Medical Conditions That Worsen Body Odor
Several health conditions can amplify body odor beyond what’s typical. Obesity creates more skin folds where moisture and bacteria accumulate. Diabetes can alter sweat composition. Hyperhidrosis (excessive sweating) provides more substrate for bacterial breakdown. Skin conditions like erythrasma and trichomycosis axillaris involve bacterial overgrowth directly on the skin or hair that intensifies smell.
Eccrine sweat, which is normally odorless, can develop a smell when excessive moisture softens the outer layer of skin (keratin), and bacteria degrade that softened keratin into foul-smelling compounds. This is one reason feet develop a distinctive odor even though they have eccrine glands rather than apocrine ones: the enclosed, damp environment of shoes creates ideal conditions for bacterial breakdown of softened skin.

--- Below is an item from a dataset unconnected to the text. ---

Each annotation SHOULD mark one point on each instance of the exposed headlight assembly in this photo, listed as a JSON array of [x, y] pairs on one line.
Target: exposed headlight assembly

How Antiperspirants and Deodorants Work
Antiperspirants and deodorants tackle body odor through completely different mechanisms. Deodorants use antimicrobial agents or fragrances to reduce bacteria or mask smell. Antiperspirants go after the sweat itself.
Antiperspirants contain aluminum salts that interact with proteins in your sweat to form a gel plug inside the sweat pore. This plug physically blocks sweat from reaching the skin surface. The process happens in two stages: first, the aluminum ions interact with sweat proteins at a specific pH to form tiny insoluble complexes that attach to the walls of the sweat duct. Then these complexes collect more protein molecules and expand until the duct is fully blocked. By keeping the skin dry, antiperspirants eliminate the food source bacteria need to produce odor.
For people whose body odor doesn’t respond well to standard products, the underlying bacterial population may be the issue. Someone with a Corynebacterium-dominant underarm microbiome will generally produce stronger odor than someone whose armpits are colonized primarily by Staphylococcus epidermidis or other less odor-producing species. Shifts in this bacterial balance can happen with changes in diet, stress, medication, or even the products you use on your skin.